I started with a model choice that looked sensible on paper: fast, cheap, easy to call, good enough for a lot of tasks.

Then I watched it ignore constraints, invent workflows, generate code when explicitly told not to, and generally behave like a system that was optimized for responsiveness, not obedience.

That was expensive in the worst way. Not billing expensive. Trust expensive.

Once I switched to a multi-model routing setup, the whole system improved. Lightweight tasks went to cheaper models. More delicate reasoning and code-generation tasks went to models that were slower but far more reliable.

Lesson: model choice is not a branding decision. It is an architectural routing problem. The cheapest model in your stack can become the most expensive if it keeps creating rework.


What Survived

What came out of all this was not a perfect agent. It was a better architecture.

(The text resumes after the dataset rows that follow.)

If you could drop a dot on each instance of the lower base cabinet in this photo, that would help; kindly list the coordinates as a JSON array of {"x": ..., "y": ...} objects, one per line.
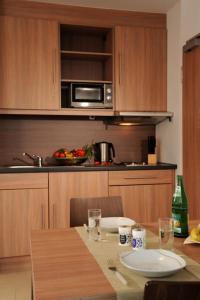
[
  {"x": 146, "y": 195},
  {"x": 23, "y": 207},
  {"x": 64, "y": 186}
]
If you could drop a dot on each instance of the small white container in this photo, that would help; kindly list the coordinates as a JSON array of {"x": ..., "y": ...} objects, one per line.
[
  {"x": 138, "y": 238},
  {"x": 124, "y": 235}
]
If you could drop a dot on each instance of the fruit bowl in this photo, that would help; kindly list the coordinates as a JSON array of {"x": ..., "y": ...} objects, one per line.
[{"x": 71, "y": 161}]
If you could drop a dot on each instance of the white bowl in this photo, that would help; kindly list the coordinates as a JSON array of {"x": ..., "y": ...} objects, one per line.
[{"x": 152, "y": 262}]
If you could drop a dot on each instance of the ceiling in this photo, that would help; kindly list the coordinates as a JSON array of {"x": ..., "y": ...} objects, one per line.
[{"x": 157, "y": 6}]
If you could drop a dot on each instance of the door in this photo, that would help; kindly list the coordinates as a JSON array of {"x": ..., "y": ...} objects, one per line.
[
  {"x": 64, "y": 186},
  {"x": 21, "y": 211},
  {"x": 29, "y": 63},
  {"x": 144, "y": 203},
  {"x": 140, "y": 69}
]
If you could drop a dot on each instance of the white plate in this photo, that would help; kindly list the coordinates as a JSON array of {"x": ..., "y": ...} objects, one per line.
[
  {"x": 152, "y": 262},
  {"x": 111, "y": 224}
]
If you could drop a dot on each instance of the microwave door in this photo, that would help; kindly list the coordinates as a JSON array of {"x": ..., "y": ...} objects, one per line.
[{"x": 88, "y": 96}]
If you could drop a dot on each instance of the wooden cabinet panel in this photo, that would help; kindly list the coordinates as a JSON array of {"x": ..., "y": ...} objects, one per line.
[
  {"x": 140, "y": 69},
  {"x": 29, "y": 63},
  {"x": 23, "y": 181},
  {"x": 64, "y": 186},
  {"x": 144, "y": 203},
  {"x": 191, "y": 129},
  {"x": 21, "y": 211}
]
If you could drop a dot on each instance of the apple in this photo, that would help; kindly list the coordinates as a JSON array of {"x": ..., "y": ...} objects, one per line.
[{"x": 195, "y": 234}]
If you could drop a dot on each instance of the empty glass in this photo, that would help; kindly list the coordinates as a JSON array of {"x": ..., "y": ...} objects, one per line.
[
  {"x": 166, "y": 233},
  {"x": 94, "y": 218}
]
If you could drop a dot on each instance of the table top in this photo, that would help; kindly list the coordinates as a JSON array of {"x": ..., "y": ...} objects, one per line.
[{"x": 64, "y": 268}]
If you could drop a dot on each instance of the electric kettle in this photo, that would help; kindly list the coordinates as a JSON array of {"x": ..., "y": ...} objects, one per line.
[{"x": 103, "y": 152}]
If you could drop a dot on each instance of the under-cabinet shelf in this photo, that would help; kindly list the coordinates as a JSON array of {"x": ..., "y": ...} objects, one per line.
[
  {"x": 84, "y": 55},
  {"x": 89, "y": 81}
]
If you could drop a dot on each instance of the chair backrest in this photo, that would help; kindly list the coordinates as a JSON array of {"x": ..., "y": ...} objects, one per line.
[
  {"x": 110, "y": 207},
  {"x": 172, "y": 290}
]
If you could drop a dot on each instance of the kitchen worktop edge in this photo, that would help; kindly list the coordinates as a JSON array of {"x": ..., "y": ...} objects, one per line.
[{"x": 160, "y": 166}]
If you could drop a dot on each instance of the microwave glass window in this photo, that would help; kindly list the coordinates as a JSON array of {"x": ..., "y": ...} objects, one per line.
[{"x": 88, "y": 94}]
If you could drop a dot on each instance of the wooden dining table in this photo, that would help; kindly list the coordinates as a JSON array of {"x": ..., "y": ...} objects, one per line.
[{"x": 64, "y": 266}]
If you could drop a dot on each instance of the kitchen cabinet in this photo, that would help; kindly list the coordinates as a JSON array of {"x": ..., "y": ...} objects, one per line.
[
  {"x": 146, "y": 195},
  {"x": 86, "y": 57},
  {"x": 64, "y": 186},
  {"x": 29, "y": 61},
  {"x": 23, "y": 206},
  {"x": 140, "y": 69}
]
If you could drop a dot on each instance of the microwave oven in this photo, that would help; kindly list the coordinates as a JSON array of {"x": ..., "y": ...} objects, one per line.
[{"x": 87, "y": 95}]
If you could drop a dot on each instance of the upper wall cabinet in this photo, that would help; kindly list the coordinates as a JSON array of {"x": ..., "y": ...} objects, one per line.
[
  {"x": 86, "y": 54},
  {"x": 140, "y": 69},
  {"x": 29, "y": 77}
]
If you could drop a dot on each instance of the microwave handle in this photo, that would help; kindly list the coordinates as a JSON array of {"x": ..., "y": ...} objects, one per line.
[{"x": 111, "y": 147}]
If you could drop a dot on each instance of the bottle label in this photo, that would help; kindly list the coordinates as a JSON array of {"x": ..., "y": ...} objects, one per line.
[
  {"x": 177, "y": 222},
  {"x": 177, "y": 191}
]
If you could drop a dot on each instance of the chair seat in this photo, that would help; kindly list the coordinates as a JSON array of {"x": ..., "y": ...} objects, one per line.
[
  {"x": 171, "y": 290},
  {"x": 110, "y": 207}
]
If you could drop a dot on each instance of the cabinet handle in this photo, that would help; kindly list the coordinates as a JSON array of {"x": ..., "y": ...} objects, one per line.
[
  {"x": 128, "y": 178},
  {"x": 43, "y": 216},
  {"x": 120, "y": 67},
  {"x": 54, "y": 52},
  {"x": 54, "y": 215}
]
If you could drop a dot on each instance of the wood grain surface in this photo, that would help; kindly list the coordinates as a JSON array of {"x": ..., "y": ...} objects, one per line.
[
  {"x": 68, "y": 14},
  {"x": 63, "y": 268},
  {"x": 191, "y": 129}
]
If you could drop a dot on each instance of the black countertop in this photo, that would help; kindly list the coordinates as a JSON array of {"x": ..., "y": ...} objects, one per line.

The winning pattern was modular and slightly less magical than I imagined at the start: separate transport from orchestration, separate deployment from operation, separate model routing from task logic, and treat failures as signals the system can learn from rather than as one-off annoyances.

That shift matters. Once you stop asking, "How do I make the agent do everything?" and start asking, "Which responsibilities should this system own directly, and which should it interface with carefully?" the design gets better fast.

That is the real lesson from these five failures. The system improved the moment I stopped designing for an idealized autonomous future and started designing for the messy reality the agent actually had to survive.